The White House mentioned him by name as someone Twitter needed to suppress.
Despite this atrocious treatment, Jay has become an internationally recognized voice of sanity.
And here’s where this story has been going, in case you didn’t already suspect it:
“Jay Bhattacharya, an NIH Critic, Emerges as a Top Candidate to Lead the Agency”
That’s the Washington Post headline from just two days ago.
It’s very rare to see justice of that kind, but here it is.
Jay has not only the scholarly accomplishments but also the professional temperament necessary for such a position.
I have told him numerous times: I cannot get over how consistently you keep your cool, when I would be wild and animated.

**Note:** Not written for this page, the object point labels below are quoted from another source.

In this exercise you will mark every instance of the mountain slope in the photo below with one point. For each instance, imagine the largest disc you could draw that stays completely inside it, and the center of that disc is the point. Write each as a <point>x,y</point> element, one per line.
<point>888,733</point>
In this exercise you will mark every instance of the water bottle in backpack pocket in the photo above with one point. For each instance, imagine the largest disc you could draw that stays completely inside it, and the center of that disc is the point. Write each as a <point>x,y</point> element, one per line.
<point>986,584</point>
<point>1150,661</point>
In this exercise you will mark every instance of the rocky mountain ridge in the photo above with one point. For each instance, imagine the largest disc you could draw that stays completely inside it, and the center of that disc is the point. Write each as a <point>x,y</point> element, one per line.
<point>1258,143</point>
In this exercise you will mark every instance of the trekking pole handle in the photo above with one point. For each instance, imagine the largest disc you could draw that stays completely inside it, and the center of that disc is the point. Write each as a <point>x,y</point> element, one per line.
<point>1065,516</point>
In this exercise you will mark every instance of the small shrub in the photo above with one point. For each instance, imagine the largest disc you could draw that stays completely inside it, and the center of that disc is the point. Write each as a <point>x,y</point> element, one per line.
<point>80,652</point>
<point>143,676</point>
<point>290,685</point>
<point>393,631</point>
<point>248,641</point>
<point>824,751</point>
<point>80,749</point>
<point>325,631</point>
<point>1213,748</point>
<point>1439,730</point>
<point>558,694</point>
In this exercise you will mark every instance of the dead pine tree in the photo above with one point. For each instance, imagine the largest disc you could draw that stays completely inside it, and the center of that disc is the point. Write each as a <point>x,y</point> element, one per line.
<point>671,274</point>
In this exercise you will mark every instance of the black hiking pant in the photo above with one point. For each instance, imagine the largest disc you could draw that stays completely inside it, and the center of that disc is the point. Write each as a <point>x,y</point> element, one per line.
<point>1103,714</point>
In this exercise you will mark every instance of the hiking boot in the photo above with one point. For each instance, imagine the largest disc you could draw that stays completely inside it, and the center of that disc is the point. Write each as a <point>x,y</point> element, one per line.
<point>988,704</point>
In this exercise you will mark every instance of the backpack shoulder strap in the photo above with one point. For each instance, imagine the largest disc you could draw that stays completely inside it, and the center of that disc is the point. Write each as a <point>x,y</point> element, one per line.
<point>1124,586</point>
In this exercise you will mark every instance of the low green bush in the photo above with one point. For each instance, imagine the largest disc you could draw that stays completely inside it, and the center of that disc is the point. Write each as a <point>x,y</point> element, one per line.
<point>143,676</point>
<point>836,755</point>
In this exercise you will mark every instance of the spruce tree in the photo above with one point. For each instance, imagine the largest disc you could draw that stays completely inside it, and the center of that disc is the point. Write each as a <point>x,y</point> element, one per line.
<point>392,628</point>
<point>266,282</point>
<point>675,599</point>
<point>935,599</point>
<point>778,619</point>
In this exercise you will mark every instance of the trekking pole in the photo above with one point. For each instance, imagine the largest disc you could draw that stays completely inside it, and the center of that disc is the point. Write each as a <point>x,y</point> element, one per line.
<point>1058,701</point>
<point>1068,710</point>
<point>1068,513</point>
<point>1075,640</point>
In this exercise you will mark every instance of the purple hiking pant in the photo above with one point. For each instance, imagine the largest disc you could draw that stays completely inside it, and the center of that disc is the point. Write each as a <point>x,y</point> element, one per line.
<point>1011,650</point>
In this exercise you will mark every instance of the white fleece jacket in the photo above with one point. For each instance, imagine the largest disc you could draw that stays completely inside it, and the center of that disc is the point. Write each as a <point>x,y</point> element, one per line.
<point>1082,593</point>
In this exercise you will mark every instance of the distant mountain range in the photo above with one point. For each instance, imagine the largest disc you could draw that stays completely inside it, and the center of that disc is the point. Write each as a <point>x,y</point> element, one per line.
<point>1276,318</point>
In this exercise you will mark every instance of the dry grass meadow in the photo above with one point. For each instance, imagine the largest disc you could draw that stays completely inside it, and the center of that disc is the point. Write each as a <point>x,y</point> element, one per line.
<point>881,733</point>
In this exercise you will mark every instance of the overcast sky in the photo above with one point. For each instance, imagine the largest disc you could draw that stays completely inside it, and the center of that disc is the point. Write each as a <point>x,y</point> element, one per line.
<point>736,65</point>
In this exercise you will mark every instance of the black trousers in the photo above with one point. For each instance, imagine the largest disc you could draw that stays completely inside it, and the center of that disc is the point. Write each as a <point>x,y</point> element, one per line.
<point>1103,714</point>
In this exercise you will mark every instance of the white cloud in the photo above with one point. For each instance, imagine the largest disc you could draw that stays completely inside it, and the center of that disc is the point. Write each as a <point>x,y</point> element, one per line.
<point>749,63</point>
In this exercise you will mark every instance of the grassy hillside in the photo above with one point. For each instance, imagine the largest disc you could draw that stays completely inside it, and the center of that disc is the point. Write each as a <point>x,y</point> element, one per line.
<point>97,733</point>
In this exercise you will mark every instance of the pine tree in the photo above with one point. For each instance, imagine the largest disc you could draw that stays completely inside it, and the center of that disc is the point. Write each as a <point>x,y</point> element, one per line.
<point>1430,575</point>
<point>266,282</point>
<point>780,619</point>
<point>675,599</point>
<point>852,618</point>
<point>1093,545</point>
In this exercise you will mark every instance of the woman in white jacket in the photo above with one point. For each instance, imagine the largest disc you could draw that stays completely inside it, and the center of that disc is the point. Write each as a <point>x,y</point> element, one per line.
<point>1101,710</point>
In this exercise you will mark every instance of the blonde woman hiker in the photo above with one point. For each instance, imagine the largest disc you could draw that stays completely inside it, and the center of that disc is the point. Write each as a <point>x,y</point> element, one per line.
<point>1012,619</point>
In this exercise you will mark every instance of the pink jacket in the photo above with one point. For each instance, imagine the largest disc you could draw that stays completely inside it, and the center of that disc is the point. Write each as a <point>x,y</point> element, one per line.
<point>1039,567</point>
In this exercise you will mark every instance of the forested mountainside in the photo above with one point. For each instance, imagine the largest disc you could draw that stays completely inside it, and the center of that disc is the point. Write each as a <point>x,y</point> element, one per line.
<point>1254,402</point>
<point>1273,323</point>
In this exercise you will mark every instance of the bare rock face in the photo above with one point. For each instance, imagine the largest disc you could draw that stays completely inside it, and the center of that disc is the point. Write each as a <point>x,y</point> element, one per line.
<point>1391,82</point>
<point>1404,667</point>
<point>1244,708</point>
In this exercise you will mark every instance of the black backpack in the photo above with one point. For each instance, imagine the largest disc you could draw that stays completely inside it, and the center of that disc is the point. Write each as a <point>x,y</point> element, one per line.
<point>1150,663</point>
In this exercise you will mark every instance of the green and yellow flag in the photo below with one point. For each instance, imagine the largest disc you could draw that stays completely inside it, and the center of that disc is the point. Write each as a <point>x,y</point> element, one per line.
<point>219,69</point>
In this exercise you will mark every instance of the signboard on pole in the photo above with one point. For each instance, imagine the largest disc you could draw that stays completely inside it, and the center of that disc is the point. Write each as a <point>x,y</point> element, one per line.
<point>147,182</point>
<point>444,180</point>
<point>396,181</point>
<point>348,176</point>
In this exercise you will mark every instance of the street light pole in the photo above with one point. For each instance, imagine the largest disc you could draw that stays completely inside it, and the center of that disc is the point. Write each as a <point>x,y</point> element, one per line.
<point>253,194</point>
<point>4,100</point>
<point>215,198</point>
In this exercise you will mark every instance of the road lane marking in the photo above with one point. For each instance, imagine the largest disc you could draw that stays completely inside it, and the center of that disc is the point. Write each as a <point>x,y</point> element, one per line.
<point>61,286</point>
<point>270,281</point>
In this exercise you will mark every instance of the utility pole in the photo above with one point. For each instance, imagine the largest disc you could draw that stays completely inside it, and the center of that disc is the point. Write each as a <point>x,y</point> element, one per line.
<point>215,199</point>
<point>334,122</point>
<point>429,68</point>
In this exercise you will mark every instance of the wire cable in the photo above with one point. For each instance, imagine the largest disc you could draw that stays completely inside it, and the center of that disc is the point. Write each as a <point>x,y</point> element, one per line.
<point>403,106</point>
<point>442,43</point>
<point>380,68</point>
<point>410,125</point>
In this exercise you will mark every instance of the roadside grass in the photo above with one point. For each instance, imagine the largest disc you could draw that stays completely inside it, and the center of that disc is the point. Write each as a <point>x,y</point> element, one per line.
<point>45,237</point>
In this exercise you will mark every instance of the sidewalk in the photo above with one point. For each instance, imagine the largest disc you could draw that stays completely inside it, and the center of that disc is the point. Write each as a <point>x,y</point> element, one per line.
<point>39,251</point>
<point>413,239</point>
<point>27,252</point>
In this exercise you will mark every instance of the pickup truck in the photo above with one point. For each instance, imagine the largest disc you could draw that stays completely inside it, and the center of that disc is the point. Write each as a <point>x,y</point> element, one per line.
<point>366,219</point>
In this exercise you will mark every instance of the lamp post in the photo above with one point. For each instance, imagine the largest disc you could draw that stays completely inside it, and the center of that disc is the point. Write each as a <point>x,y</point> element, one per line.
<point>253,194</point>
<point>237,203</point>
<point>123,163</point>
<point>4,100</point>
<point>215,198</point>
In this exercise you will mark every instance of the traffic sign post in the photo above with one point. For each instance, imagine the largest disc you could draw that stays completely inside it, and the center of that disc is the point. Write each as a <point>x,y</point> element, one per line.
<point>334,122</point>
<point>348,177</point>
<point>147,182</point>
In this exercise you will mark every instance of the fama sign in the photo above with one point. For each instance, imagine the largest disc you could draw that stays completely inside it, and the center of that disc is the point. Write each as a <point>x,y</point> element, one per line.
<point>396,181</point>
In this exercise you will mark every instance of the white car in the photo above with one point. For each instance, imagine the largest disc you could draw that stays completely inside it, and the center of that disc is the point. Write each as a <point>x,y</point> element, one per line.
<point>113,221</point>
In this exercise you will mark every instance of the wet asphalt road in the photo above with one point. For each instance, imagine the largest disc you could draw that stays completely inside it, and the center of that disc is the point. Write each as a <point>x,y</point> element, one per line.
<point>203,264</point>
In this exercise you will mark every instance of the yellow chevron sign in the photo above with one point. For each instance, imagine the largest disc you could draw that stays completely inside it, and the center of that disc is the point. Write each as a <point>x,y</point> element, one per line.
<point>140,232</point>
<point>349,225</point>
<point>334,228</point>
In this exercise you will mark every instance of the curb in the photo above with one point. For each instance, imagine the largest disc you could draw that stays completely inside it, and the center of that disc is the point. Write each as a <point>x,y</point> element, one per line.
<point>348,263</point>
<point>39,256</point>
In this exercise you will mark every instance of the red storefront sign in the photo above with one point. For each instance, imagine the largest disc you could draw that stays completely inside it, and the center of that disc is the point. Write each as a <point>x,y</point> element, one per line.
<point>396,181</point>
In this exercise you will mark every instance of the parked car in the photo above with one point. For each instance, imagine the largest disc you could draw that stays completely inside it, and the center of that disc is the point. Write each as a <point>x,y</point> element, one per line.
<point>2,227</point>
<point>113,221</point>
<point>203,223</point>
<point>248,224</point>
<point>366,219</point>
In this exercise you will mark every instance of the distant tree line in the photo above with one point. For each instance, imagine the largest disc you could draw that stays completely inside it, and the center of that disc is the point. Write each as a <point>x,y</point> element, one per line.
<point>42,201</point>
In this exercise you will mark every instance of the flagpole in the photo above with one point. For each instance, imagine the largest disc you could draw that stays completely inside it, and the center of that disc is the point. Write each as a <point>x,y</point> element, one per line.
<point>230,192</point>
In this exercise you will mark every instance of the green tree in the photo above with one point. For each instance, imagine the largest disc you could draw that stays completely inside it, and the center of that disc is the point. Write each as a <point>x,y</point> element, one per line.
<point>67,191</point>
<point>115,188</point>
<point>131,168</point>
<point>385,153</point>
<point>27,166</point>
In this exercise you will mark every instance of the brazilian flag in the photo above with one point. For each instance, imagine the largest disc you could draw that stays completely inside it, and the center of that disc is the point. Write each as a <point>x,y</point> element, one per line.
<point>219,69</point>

Jay was kind enough to write the foreword to my book Diary of a Psychosis: How Public Health Disgraced Itself During COVID Mania.
When I approached him about it, I told him that I understood completely if he preferred not to do it, that I had a rather more bellicose style than he himself preferred, and that I wouldn’t want to cause him more grief than he was already experiencing.
He was having none of it. He would be delighted to write the foreword, he said.
We shall find out soon whether he gets the nod. But imagine that: the man smeared by the current director of the National Institutes of Health could himself now be the director.